Jörgen Andersson12-Sep-19 7:11

Jörgen Andersson

12-Sep-19 7:11

Teaser.

Wrong is evil and must be defeated. - Jeff Ello

Re: What flavor of voodoo is this?

kalberts12-Sep-19 9:04

kalberts

12-Sep-19 9:04

I read through this thread and really cannot understand what's the "problem". Where the voodoo comes in. There is very little that surprises me. Or do I mistunderstand what you are talking about?

Say you've got 4kiByte blocks, 32bit key values, then an index block holds up to 500 downwards pointers (the 96 bytes are for horizontal pointers and other sorts of management info). Root + 1 level provide pointers to a quarter million blocks. If your data records are small enough to fit 40 to the block (i.e. less than 100 bytes), this might be enough for 10 million records: Search the root index (use binary search if you prefer!), follow associade pointer to next index level. Search this root index (again binary search if you like), and there is youv'e got the pointer to the block where your data are located. The data block may have a small index with key/offset pairs to each record; this is so small that a sequential seach probably is as fast as a binary.
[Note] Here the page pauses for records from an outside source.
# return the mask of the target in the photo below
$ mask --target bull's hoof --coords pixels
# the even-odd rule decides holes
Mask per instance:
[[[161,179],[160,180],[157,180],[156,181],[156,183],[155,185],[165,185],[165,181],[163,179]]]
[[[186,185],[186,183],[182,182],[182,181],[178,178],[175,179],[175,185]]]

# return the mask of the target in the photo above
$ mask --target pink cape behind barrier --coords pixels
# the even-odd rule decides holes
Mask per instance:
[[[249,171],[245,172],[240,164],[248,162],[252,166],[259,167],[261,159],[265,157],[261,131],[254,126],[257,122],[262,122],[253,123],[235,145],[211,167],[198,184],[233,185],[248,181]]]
If blocks are at minimum filling, you may, for ten million 100 byte records, end up with two index levels below the root. If keys are not integer, but require more space, you may not be able to pack 330-500 key/pointer pairs at the index levels; this may also cause a second level to be established. But still: Three small binary searches to get to the right block isn't much work. If this is a disk structure: The root will definitely remain i cache throughout, and unless you are extremely tight on RAM, all or much of the first level below will as well. Often you use sorted structures because the records are frequently processed in sorted order. So while the second index level is not necessarily all in RAM, the relevant parts of it may be, in those cases where you do a more or less sequential processing. (If the sequential ordering means nothing to your use of the data, then you should use a hash method, not B-tree!)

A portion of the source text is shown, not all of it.